Un estudio de investigación realizado por la Universidad de Carolina del Norte ha hallado un factor fundamental para su predicción en las capas más bajas de la atmósfera que ayuda a mejorar la predicción de los episodios tornádicos en el seno de las supercélulas.

La clave: el patrón de vientos por debajo de los 500 msnm

Tras analizar los datos arrojados por diversas tormentas severas, los investigadores se percataron de que la diferencia entre las supercélulas tornádicas y las no tornádicas estribaba en el campo de vientos entre 0 y 500 metros de altitud.

En concreto, el contraste se refleja en la forma en que el aire gira en la corriente ascendente: aunque todas la tormentas tienen un flujo ascensor, en las supercélulas el viento ascendente gira debido a la cizalladura (o lo que es lo mismo, la variación de la velocidad o de la dirección del viento con la altura).

¿Qué son las supercélulas?

Las supercélulas se tratan del tipo de tormenta más organizado que existe.
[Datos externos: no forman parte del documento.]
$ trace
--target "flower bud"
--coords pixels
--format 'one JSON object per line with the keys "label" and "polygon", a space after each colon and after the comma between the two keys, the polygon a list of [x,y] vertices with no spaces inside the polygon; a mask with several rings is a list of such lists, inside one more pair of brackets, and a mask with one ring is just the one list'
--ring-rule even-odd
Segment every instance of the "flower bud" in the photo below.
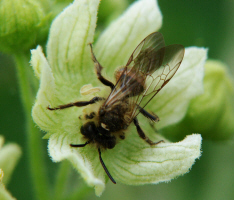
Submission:
{"label": "flower bud", "polygon": [[0,51],[14,53],[30,48],[44,20],[36,0],[0,1]]}
{"label": "flower bud", "polygon": [[[204,93],[194,98],[184,119],[164,130],[184,137],[201,133],[204,139],[226,140],[234,133],[234,88],[226,66],[209,60],[205,64]],[[176,131],[176,133],[175,133]]]}

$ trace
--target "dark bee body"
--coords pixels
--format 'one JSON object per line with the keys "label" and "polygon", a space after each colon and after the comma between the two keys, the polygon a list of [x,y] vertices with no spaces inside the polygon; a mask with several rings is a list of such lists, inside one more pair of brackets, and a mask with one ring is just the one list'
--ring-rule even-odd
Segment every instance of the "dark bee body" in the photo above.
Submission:
{"label": "dark bee body", "polygon": [[116,84],[102,76],[103,67],[97,61],[91,44],[90,47],[97,78],[111,88],[109,96],[107,98],[94,97],[90,101],[78,101],[55,108],[48,107],[48,109],[82,107],[103,101],[96,113],[91,112],[84,116],[86,121],[81,126],[80,132],[86,143],[70,144],[70,146],[96,145],[102,167],[110,180],[116,183],[102,160],[101,150],[114,148],[118,138],[125,139],[125,131],[132,122],[136,126],[139,137],[148,144],[156,145],[161,142],[153,142],[145,135],[139,125],[137,115],[141,113],[154,122],[158,121],[159,118],[148,113],[144,107],[174,76],[182,62],[184,47],[177,44],[165,46],[161,33],[155,32],[148,35],[133,51],[126,66],[115,73]]}
{"label": "dark bee body", "polygon": [[85,119],[93,119],[95,116],[95,112],[91,112],[89,115],[85,115]]}
{"label": "dark bee body", "polygon": [[89,121],[81,126],[80,132],[90,143],[102,149],[112,149],[117,143],[116,136],[124,139],[124,130],[128,123],[124,120],[130,107],[126,103],[117,104],[111,108],[101,106],[98,111],[98,122]]}
{"label": "dark bee body", "polygon": [[105,149],[113,149],[116,145],[116,137],[102,126],[96,126],[93,121],[81,126],[80,132],[89,143],[97,144]]}
{"label": "dark bee body", "polygon": [[128,127],[125,117],[130,110],[127,102],[121,102],[112,108],[102,106],[99,110],[99,123],[110,132],[125,130]]}
{"label": "dark bee body", "polygon": [[86,140],[96,144],[97,147],[112,149],[117,142],[116,133],[128,127],[123,120],[125,111],[121,105],[109,111],[101,107],[98,113],[98,125],[94,121],[89,121],[81,126],[80,132]]}
{"label": "dark bee body", "polygon": [[[145,76],[140,75],[136,78],[135,74],[136,72],[134,70],[128,68],[121,68],[115,73],[117,81],[123,82],[122,84],[124,84],[124,82],[129,82],[129,85],[134,85],[128,97],[139,95],[145,90]],[[127,89],[129,90],[129,88],[126,88],[126,90]]]}

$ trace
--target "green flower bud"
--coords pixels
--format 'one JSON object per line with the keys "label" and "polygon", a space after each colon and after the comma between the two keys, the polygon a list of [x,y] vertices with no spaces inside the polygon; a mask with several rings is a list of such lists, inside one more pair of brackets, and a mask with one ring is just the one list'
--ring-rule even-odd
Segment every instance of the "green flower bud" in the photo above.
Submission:
{"label": "green flower bud", "polygon": [[234,133],[234,88],[227,67],[209,60],[205,64],[204,94],[194,98],[185,118],[164,130],[173,129],[179,137],[188,133],[201,133],[211,140],[226,140]]}
{"label": "green flower bud", "polygon": [[41,4],[35,0],[0,1],[0,51],[13,53],[28,49],[44,21]]}

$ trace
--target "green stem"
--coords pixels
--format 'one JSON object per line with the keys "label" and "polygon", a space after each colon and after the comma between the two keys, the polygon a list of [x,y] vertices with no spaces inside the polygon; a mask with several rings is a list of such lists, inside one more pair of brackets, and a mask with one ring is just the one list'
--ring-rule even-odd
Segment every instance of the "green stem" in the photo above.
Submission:
{"label": "green stem", "polygon": [[65,191],[65,186],[67,184],[67,177],[68,174],[70,173],[70,166],[71,164],[68,163],[67,161],[63,161],[60,164],[60,168],[57,172],[56,176],[56,185],[54,189],[54,198],[55,200],[63,199],[63,194]]}
{"label": "green stem", "polygon": [[49,200],[49,182],[47,180],[46,165],[43,157],[42,139],[38,128],[32,121],[31,109],[35,94],[32,92],[28,77],[29,59],[24,54],[15,55],[16,69],[19,81],[21,100],[25,111],[26,134],[28,145],[29,168],[37,199]]}
{"label": "green stem", "polygon": [[66,200],[84,200],[91,194],[91,191],[93,191],[93,188],[83,183],[77,188],[77,191]]}

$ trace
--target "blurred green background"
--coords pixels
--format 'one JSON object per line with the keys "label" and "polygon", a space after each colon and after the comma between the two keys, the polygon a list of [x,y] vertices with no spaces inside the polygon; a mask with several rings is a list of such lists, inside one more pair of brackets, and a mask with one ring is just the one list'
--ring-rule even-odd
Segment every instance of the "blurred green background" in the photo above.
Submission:
{"label": "blurred green background", "polygon": [[[103,0],[109,1],[109,0]],[[126,6],[132,1],[128,1]],[[201,46],[209,49],[208,56],[227,64],[234,75],[234,1],[233,0],[159,0],[163,14],[163,33],[166,44],[179,43],[185,47]],[[102,3],[100,5],[102,7]],[[101,9],[101,8],[100,8]],[[108,13],[108,12],[107,12]],[[104,26],[100,16],[98,27]],[[19,98],[14,61],[10,55],[0,54],[0,134],[6,142],[15,142],[23,149],[8,190],[17,199],[33,199],[33,189],[27,160],[24,114]],[[233,122],[234,123],[234,122]],[[41,134],[43,136],[43,133]],[[47,155],[48,176],[53,180],[58,164]],[[212,142],[203,140],[202,156],[191,172],[169,183],[146,186],[126,186],[109,182],[101,198],[94,191],[85,199],[234,199],[234,143],[233,140]],[[76,176],[80,181],[79,175]]]}

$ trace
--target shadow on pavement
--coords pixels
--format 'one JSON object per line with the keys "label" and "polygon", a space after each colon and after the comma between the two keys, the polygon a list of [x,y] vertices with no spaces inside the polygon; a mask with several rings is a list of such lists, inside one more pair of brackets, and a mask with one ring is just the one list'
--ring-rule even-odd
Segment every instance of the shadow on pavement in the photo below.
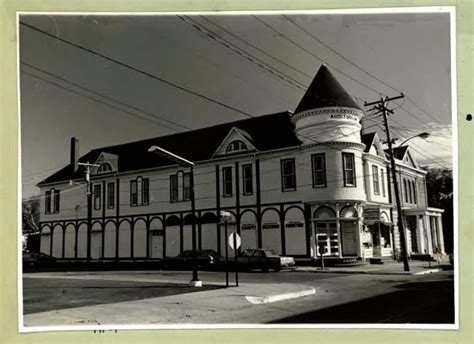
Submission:
{"label": "shadow on pavement", "polygon": [[452,280],[409,282],[371,298],[291,316],[271,323],[367,324],[454,323]]}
Estas asombrosas estructuras nubosas son las responsables de la formación del granizo más grande y de los tornados más violentos posibles en la naturaleza.

Son tormentas muy singulares, en las que la corriente ascendente principal se encuentra en rotación y por lo tanto, describe un movimiento helicoidal (imaginemos un sacacorchos) formando lo que se conoce como mesociclón.

Este fenómeno se produce a consecuencia de la existencia de cizalladura vertical del viento que, con unos valores adecuados, resulta en la iniciación de la rotación de la columna de aire.

A simple vista no es fácil reconocerlas, a no ser que la atmósfera esté bastante limpia y libre de otros tipos de nubosidad, aunque su estructura visual es muy característica, tal como podemos apreciar en el siguiente vídeo de una supercélula no tornádica cazada el año pasado en mayo, también en los USA.

Simulaciones realizadas por el VORTEX 2

Las simulaciones realizadas por los investigadores pertenecientes al VORTEX 2 (Verification of the Origins of Rotation in Tornadoes Experiment) revelaron que si la condición de la cizalladura del viento en la parte baja de la atmósfera no es la correcta, la tormenta no es capaz de producir tornados debido a la falta de estiramiento cerca del suelo.

Cuando una supercélula presenta las condiciones favorables para formar un tornado, es porque una rotación muy amplia se presenta en el suelo y se estira por elevación de la corriente ascendente, aumentando la velocidad de giro.

El tornado se genera si el extremo inferior de dicha corriente ascendente giratoria llega a tocar tierra y eso se produce solo en la fase de estiramiento.